Co-founder of the Black Lives Matter movement and queer activist Patrisse Cullors will perform a “public act of mourning” as the inaugural event of Pride at the Fowler Museum. Rooted in a prayer that Cullors wrote with artist Damon Turner after the death of Ahmaud Arbery, the performance, called A Prayer for the Runner, responds to the question, “What role does collective prayer have and how can it inspire our healing?”
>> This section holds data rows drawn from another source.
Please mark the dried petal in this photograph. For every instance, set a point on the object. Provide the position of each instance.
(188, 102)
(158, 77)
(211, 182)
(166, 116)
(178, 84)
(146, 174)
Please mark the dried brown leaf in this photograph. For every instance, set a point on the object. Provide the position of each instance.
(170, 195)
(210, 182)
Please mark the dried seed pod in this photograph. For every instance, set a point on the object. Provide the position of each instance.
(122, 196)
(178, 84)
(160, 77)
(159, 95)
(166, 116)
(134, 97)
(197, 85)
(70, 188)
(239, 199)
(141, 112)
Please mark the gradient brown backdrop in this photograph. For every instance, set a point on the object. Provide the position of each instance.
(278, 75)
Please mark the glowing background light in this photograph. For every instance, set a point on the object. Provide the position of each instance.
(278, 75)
Originally trained as a dancer, Cullors told the Los Angeles Times that performance gives her “a sense of agency” and brings together her roles as both an artist and activist. “I get to dictate how the world sees me and what they see me doing, what they hear me saying, or feeling,” she explained. “And oftentimes, we don’t get to make those choices. As black people, choices are made for us, and often it leads to deadly consequences.” On her latest performance, Cullors says, “This piece takes us through ritual, prayer, and ancestry. Black death, trauma, and pain are age-old crises. Our bodies have been used as sacrifice. How do we manage?”
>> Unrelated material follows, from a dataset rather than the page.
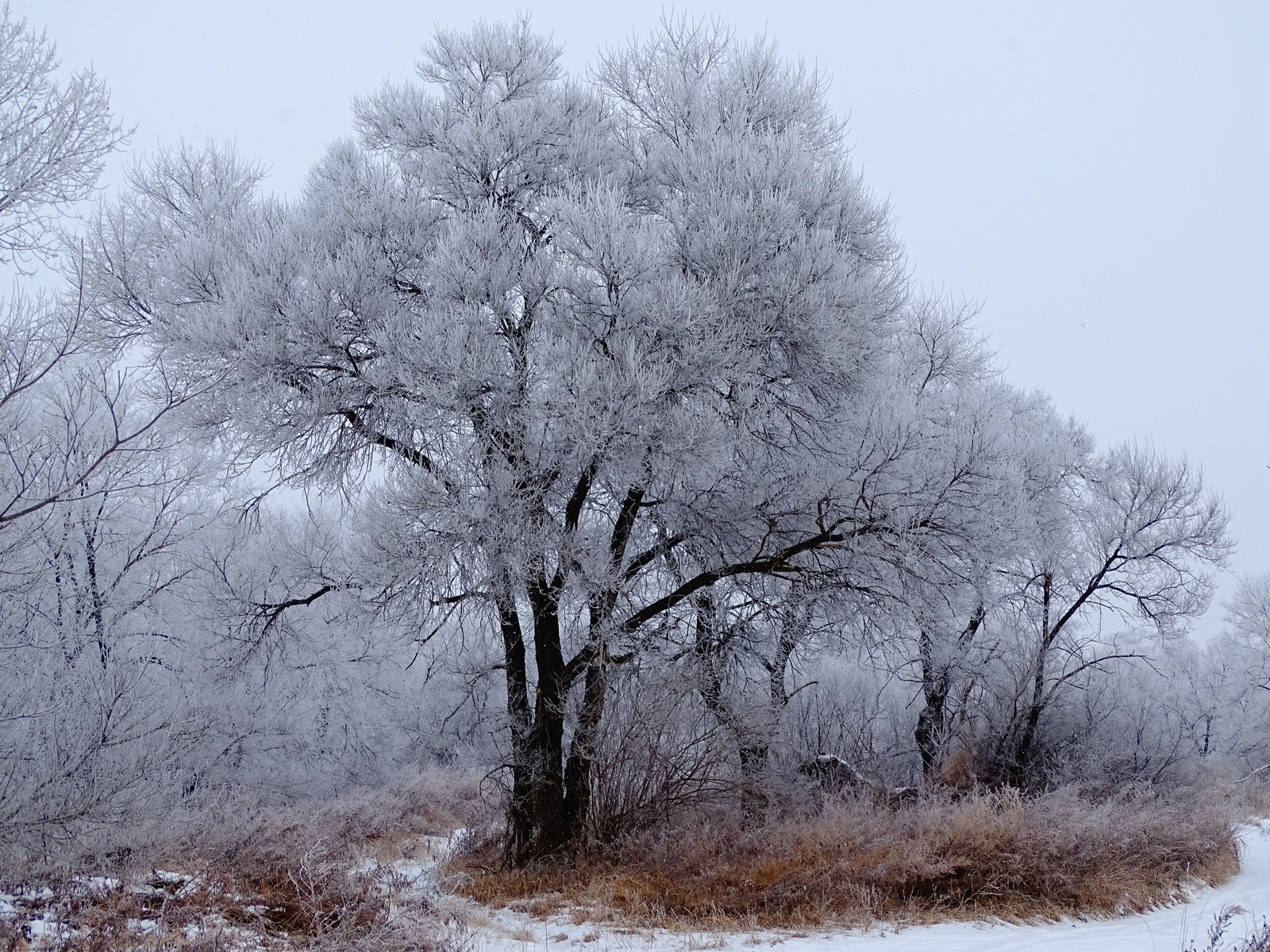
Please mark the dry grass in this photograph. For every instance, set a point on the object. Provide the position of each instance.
(984, 856)
(336, 876)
In addition to the performance, the program will feature a talk-back with Melinda Abdullah, founder of the Los Angeles chapter of Black Lives Matter. Both women will share their thoughts on topics such as grief, healing and parent-child relationships. Other events include a dance class on AfrikFusion/VogueAfrik and a conversation “tracing queer Angeleno artists’ contributions to contemporary art.”